OLS Estimator unbiasedness

Here we will demonstrate that OLS estimators (assuming Gauss-Markov assumptions hold) are unbiased estimators.

We will first generate a large dataset (Npop <- 100000) with $(y_i,x_i)$ pairs of observations. The true relationship between the $x_i$ and the $Y_i$ is

$y_i = 0.5 + 1.5 x_i + u_i$

Then we will randomly draw Q samples (of sample size Nsamp1) from that population and estimate the regresison coefficients by OLS. Finally we will investigate the properties of the resulting distribution for the estimated $\hat{\beta}$.

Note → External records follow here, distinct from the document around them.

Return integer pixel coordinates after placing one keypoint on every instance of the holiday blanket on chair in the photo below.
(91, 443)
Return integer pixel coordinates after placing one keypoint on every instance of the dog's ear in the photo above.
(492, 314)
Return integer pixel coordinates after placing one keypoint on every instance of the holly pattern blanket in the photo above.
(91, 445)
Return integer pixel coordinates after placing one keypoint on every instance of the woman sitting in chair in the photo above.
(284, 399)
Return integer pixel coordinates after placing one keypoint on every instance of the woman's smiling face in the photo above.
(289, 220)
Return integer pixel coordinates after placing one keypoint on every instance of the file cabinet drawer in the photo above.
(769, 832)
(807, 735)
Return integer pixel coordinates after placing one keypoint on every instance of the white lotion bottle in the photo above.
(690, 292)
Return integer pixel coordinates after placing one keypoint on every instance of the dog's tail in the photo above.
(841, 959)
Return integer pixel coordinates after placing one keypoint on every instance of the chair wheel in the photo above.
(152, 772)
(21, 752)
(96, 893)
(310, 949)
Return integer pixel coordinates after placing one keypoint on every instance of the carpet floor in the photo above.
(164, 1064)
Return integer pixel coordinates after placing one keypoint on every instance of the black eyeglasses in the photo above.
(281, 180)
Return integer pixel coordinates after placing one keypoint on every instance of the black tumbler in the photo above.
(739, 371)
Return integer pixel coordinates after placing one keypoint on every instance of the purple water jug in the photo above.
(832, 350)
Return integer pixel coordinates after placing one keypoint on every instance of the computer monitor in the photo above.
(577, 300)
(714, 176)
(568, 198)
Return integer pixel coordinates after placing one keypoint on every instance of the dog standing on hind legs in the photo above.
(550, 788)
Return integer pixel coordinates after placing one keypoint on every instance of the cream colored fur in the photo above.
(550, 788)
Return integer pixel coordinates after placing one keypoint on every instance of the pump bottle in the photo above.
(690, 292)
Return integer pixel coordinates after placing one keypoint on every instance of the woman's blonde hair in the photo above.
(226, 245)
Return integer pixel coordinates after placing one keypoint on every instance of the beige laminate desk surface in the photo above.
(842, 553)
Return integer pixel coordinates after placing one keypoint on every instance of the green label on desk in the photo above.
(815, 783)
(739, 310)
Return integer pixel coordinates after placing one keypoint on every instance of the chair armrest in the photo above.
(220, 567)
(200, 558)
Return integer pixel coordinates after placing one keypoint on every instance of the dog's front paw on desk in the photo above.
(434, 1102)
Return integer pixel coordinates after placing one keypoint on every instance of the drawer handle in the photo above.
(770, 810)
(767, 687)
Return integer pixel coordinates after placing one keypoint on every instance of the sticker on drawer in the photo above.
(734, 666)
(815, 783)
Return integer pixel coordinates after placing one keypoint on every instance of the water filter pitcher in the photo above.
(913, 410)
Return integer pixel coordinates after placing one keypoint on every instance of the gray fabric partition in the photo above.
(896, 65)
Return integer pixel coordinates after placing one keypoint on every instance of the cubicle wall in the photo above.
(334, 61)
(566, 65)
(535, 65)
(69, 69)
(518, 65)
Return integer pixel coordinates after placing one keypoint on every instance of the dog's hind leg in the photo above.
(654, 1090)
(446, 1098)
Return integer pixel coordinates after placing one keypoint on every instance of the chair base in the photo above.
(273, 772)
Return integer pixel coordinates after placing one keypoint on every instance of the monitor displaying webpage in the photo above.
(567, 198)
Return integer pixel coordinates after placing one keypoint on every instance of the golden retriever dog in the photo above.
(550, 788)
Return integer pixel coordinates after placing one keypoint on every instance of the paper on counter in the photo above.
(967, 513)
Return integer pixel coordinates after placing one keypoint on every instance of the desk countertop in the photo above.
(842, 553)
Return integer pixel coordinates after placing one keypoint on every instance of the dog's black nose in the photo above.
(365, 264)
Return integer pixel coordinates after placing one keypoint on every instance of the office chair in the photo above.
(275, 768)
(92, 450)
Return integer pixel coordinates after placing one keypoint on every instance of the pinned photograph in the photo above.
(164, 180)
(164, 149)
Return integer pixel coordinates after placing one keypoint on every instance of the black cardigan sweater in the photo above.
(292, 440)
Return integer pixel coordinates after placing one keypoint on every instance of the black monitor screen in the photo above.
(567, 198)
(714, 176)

Of cours eyou should note that this is a rather artificial situation. In practice you will have one sample only and you will not know what the true coefficient is.

Generate the population

   Npop <- 100000  # Population Size
u <- rnorm(Npop)      # true error terms
beta <- matrix(c(0.5, 1.5),2,1)   # true parameters
Xpop <- matrix(1,Npop,2) # initialise population X
Xpop[,2] <- floor(runif(Npop)*12+8) # exp var uniform r.v. in [8,19]
Ypop <- Xpop %*% beta + u    # %*% is matrix multiplication

Now we have large vectors of Ypop and Xpop which contain the population data.

Draw the samples

We set up the number of samples to draw and the sample size

Nsamp1 <- 100    # Sample Size
Q <- 300  # number of samples taken

Now we prepare a $(Q \times 1)$ matrix into which we will save the estimated slope coefficients (initially it will be filled with zeros).

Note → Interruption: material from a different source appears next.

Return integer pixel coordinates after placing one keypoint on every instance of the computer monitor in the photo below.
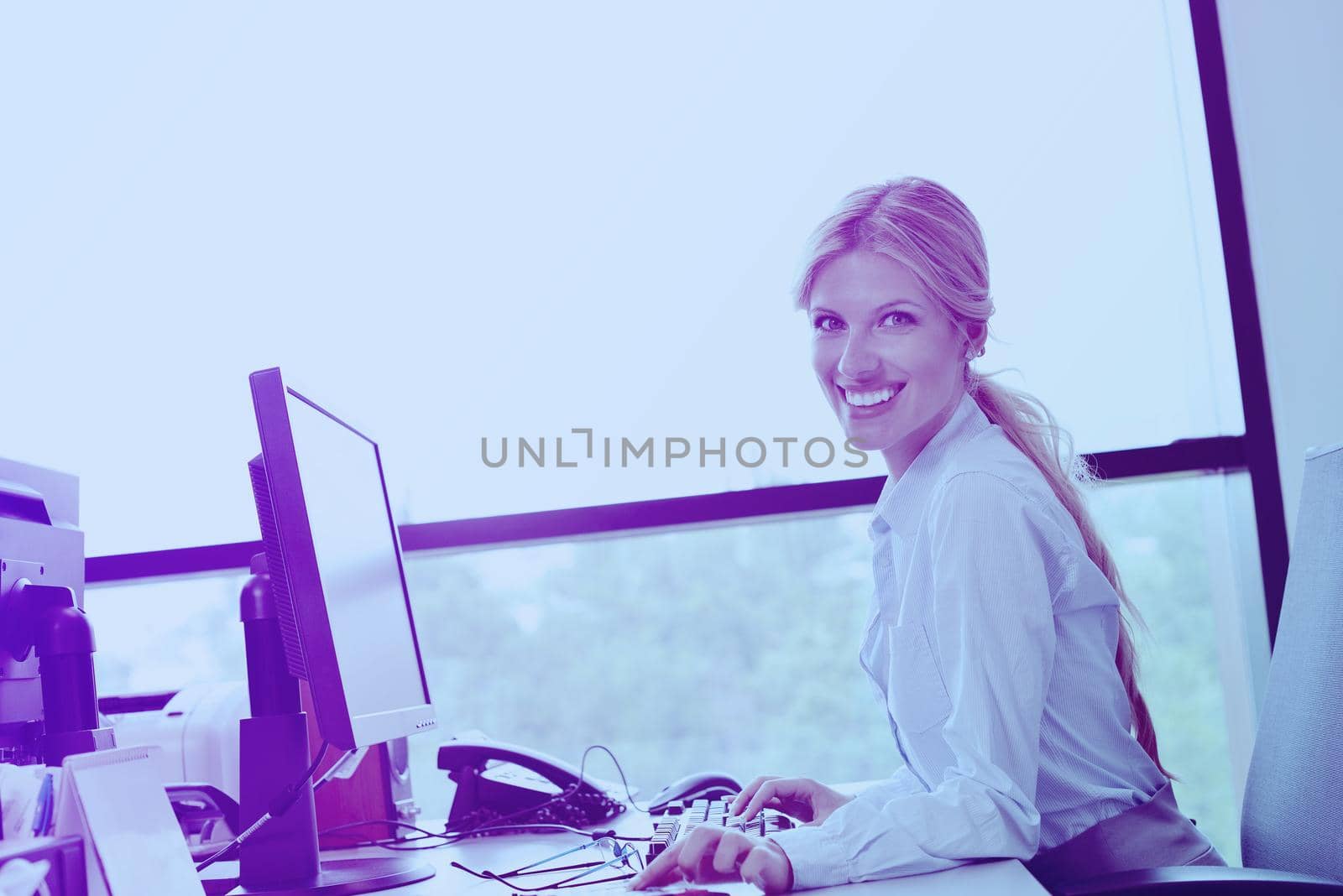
(335, 566)
(335, 598)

save_beta1 <- matrix(0,Q,1)

Now draw the samples

Now we are repeating something Q times. We use a for loop for this.

   for (i in 1:Q ) {
sel1 <- ceiling(runif(Nsamp1)*Npop)  # select Nsamp1 observations
Ysel <- Ypop[sel1,]   # draws the Y values
Xsel <- Xpop[sel1,]   # draws the X values
reg_sel <- lm(Ysel~Xsel[,2])   # estimate regression in sample
save_beta1[i,1] <- reg_sel\$coefficients[2]  # save estimated beta_1

}

Analyse the distribution for estimated coefficients

Now we have filled the vector save_beta with estimated coefficients. Let's analyse them.

summary(save_beta1)
##        V1
##  Min.   :1.424
##  1st Qu.:1.481
##  Median :1.498
##  Mean   :1.498
##  3rd Qu.:1.516
##  Max.   :1.564

As you can see the estimated coefficients come in a considerable range (compare the max and min values). But on average the values are very close to the correct value of 1.5.

Let's look at a distribution, which is centered around 1.5.

hist(save_beta1,breaks = 15, col = "blue",plot = TRUE)